Le Conseil d’Etat a finalement tranché le 2 février 2015 en considérant que la défiscalisation du temps de travail additionnel était bien applicable aux praticiens hospitaliers qu’il soit à temps plein ou à temps partiel confirmant ainsi la position de la Cour administrative d’appel de Lyon (Conseil d’Etat, 2 février 2015, n°373259):

“ Considérant, en premier lieu, qu’il résulte des termes mêmes de ces dispositions que l’exonération de l’impôt sur le revenu s’appliquait à l’ensemble des agents publics titulaires ou non titulaires ; que, les praticiens hospitaliers à temps plein ou à temps partiel qui ont la qualité d’agent public, entraient donc dans le champ de cette exonération de l’impôt sur le revenu, alors même qu’ils ne sont pas régis par la loi du 9 janvier 1986 portant dispositions statutaires relatives à la fonction publique hospitalière ; que, dès lors, la cour administrative d’appel n’a pas commis d’erreur de droit en jugeant que les dispositions citées au point 2 s’appliquaient aux praticiens hospitaliers à temps plein des hôpitaux publics

Le contentieux s’est ensuite déplacé sur la question justification par les praticiens hospitaliers du temps de travail additionnel accompli. En effet, l’article 2 du décret du 4 octobre 2007 exigeait l’établissement par l’employeur, c’est-à-dire le Centre hospitalier, d’un document indiquant pour chaque cycle de travail, le quadrimestre pour les praticiens hospitaliers, du nombre d’heures supplémentaires accomplies. Cette exigence était destinée à vérifier que le temps de travail additionnel a effectivement été réalisé. Toutefois, les centres hospitaliers n’ont pas toujours établi de tels documents dans les conditions exigées par ce texte. De plus, le temps de travail additionnel ne s’effectue pas systématiquement sous forme d’heures supplémentaires  mais aussi sous forme de plages de temps avec souvent une distinction jour / nuit.
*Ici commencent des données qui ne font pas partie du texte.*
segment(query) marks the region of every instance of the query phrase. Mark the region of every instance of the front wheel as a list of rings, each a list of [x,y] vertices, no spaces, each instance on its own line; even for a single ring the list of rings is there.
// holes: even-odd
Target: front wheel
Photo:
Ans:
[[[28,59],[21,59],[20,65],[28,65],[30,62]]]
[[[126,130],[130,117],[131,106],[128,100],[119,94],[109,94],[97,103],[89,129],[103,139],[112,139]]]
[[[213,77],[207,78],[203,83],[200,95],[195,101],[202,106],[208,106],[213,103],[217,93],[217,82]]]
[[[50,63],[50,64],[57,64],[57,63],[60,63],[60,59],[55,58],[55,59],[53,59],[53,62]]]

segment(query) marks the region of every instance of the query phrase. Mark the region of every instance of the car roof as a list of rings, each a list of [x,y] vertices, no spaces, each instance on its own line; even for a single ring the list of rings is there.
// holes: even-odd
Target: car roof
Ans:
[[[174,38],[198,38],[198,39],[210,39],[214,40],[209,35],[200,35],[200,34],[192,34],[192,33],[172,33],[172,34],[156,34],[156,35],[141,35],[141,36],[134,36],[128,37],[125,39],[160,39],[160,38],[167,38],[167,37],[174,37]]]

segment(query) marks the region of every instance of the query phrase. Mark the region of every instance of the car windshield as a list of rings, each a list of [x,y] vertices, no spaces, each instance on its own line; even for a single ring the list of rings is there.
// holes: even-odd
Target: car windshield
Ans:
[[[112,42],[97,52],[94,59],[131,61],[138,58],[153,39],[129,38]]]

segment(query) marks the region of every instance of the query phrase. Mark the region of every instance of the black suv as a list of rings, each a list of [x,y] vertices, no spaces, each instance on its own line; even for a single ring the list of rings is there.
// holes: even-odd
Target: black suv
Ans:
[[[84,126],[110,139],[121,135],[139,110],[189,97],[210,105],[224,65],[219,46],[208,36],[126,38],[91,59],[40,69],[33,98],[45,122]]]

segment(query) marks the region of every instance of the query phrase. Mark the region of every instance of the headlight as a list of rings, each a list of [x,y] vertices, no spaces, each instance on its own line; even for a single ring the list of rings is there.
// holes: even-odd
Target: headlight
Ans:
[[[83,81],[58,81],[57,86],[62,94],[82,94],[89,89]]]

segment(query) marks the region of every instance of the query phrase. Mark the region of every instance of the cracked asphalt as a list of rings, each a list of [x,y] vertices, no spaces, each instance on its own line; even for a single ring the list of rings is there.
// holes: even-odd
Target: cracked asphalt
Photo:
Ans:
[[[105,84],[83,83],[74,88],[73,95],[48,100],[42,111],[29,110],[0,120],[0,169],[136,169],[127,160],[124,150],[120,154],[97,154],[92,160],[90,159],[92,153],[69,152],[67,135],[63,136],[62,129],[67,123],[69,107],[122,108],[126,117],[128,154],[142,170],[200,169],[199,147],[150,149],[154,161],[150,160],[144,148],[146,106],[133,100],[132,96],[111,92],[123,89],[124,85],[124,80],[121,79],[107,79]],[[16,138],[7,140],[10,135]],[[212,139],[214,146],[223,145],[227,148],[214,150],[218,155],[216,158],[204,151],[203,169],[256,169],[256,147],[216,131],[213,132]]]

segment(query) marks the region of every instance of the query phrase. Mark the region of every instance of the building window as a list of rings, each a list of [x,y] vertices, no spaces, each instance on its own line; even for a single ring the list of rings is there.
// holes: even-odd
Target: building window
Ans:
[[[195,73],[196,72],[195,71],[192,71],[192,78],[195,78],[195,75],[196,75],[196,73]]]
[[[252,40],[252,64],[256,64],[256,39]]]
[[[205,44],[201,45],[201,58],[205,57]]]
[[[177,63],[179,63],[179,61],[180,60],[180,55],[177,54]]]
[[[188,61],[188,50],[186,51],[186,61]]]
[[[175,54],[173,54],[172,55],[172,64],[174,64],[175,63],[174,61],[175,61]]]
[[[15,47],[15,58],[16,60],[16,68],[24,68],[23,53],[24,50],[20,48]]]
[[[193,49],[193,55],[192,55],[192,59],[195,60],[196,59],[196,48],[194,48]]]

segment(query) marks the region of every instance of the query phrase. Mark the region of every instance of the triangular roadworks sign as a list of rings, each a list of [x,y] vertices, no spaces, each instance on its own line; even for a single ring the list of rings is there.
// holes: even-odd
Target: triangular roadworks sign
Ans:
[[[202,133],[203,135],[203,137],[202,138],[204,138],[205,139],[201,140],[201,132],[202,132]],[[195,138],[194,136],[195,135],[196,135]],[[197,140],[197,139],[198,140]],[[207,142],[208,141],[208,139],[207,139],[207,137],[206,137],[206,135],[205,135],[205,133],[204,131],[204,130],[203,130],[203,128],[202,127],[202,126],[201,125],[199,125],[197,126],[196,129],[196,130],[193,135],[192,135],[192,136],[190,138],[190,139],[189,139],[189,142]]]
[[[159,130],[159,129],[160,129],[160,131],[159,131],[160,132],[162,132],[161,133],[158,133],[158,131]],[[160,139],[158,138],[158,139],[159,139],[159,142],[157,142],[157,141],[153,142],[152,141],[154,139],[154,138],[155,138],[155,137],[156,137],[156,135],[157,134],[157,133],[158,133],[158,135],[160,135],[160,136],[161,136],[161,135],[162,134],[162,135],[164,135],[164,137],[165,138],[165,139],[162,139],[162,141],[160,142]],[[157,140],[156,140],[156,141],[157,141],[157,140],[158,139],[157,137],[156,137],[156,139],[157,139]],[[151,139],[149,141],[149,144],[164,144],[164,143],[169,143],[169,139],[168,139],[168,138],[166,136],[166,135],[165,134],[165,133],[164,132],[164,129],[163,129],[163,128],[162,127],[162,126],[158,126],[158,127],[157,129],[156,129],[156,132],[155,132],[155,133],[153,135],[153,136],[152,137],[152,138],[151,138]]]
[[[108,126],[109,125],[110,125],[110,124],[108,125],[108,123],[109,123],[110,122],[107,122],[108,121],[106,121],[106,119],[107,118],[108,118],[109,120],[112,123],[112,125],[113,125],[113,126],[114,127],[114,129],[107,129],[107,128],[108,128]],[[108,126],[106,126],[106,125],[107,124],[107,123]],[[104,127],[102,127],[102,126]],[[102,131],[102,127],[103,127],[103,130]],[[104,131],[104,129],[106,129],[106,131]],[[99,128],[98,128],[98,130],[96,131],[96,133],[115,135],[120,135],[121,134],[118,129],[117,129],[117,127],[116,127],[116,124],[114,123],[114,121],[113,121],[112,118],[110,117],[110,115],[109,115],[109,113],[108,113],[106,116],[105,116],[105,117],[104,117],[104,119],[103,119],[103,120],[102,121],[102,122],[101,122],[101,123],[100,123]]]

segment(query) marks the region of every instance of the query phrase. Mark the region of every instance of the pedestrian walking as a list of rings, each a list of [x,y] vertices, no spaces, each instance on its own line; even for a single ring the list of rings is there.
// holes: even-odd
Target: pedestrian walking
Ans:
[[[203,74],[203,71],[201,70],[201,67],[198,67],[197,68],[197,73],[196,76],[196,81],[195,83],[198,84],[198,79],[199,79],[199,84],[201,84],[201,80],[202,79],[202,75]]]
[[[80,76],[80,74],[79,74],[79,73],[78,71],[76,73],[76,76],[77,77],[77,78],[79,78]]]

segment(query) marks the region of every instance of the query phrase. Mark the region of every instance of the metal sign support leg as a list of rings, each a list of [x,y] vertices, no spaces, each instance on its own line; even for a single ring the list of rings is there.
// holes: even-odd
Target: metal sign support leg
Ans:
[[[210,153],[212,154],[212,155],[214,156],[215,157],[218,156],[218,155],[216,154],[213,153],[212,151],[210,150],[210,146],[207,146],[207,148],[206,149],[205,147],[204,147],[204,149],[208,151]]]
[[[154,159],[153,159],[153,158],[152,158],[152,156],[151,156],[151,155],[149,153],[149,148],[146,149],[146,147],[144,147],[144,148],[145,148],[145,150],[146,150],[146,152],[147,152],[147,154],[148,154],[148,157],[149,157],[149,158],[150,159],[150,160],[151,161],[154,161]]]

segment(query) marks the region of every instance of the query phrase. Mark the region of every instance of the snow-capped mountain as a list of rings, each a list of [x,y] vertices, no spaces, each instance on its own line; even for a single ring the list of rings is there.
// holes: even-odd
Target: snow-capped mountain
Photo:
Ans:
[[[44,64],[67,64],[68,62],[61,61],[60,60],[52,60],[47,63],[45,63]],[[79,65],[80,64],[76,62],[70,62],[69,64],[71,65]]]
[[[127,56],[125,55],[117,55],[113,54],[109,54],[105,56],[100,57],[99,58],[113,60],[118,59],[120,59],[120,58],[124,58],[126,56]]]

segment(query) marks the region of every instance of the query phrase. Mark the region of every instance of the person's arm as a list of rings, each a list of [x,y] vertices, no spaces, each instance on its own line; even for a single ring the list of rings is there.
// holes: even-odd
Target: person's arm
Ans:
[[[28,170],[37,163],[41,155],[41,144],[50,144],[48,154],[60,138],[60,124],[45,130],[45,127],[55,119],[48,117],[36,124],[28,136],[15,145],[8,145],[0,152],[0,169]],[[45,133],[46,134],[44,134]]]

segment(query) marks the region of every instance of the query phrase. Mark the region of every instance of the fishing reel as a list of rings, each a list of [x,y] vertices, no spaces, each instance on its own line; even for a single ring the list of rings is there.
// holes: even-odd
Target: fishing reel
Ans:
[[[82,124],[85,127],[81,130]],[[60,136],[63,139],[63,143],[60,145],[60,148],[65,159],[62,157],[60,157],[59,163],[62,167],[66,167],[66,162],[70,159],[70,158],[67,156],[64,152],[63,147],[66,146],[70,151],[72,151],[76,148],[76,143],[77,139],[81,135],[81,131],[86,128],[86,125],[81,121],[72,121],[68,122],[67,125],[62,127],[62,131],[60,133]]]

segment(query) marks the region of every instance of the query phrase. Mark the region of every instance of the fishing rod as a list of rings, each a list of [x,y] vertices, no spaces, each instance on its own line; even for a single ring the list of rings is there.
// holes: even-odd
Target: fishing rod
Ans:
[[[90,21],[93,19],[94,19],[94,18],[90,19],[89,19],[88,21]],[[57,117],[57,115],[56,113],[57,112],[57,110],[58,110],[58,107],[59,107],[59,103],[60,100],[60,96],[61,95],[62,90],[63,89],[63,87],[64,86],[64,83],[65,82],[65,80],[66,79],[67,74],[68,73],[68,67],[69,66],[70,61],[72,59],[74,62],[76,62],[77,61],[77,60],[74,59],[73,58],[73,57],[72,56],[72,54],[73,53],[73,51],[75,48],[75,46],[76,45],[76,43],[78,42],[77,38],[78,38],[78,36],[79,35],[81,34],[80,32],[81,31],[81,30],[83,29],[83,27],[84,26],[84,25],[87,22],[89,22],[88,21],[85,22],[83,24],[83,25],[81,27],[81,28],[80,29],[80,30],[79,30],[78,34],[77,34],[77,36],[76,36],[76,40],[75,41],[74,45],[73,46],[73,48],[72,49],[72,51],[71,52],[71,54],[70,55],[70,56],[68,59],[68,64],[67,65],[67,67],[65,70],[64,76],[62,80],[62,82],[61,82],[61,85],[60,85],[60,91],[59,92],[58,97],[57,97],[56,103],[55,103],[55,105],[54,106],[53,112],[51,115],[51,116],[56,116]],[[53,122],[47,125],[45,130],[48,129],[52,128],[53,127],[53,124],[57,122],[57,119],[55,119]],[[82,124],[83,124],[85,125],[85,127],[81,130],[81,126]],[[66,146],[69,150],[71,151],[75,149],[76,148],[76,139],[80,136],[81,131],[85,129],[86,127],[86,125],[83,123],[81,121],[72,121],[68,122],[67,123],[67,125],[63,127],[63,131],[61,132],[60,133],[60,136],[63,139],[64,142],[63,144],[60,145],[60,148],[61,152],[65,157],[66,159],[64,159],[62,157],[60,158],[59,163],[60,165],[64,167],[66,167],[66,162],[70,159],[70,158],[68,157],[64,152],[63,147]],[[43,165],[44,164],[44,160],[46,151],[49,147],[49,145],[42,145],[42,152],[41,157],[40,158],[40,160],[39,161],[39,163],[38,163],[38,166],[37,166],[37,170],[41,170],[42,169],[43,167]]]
Ainsi, faute de justifier d’un document conforme à l’article 2 du décret du 4 octobre 2007, les juridictions administratives ont rejeté des demandes de réduction d’imposition concernant des rémunérations issues du temps de travail additionnel perçues par les praticiens hospitaliers (voir, par exemple, Cour administrative de Nantes, 17 décembre 2015, n°14NT01100; Cour administrative d’appel de Bordeaux, 6 juin 2017, n°15BX02068).

Certaines juridictions ont estimé que l’indication sur le document du nombre d’heures accomplies au titre du temps de travail additionnel avec l’indication de la rémunération nette suffisait même si elle n’était pas mentionnée pour chaque mois dès lors que l’administration fiscale ne contestait ni la réalité de ces heures ni leur caractère supplémentaire (voir, par exemple, Cour administrative d’appel de Marseille, 10 novembre 2015, n°14MA02029).

En tout état de cause, les derniers quadrimestres déficalisables sont les deux premiers de l’année 2012 en raison de l’abrogation de la loi TEPA par la loi du 16 août 2012.

Toutefois, le gouvernement actuel a mis au programme d’instituer à nouveau la défiscalisation des heures supplémentaires. Il s’agissait d’une promesse du candidat Emmanuel MACRON. Mais pour quand? En effet, une telle mesure présente un coût très élevé pour un gouvernement qui a à coeur de réduire les dépenses de l’Etat. Ainsi, le retour de la défiscalisation du temps de travail additionnel pour les praticiens hospitaliers apparaît très certain et n’est vraisemblablement pas pour tout de suite.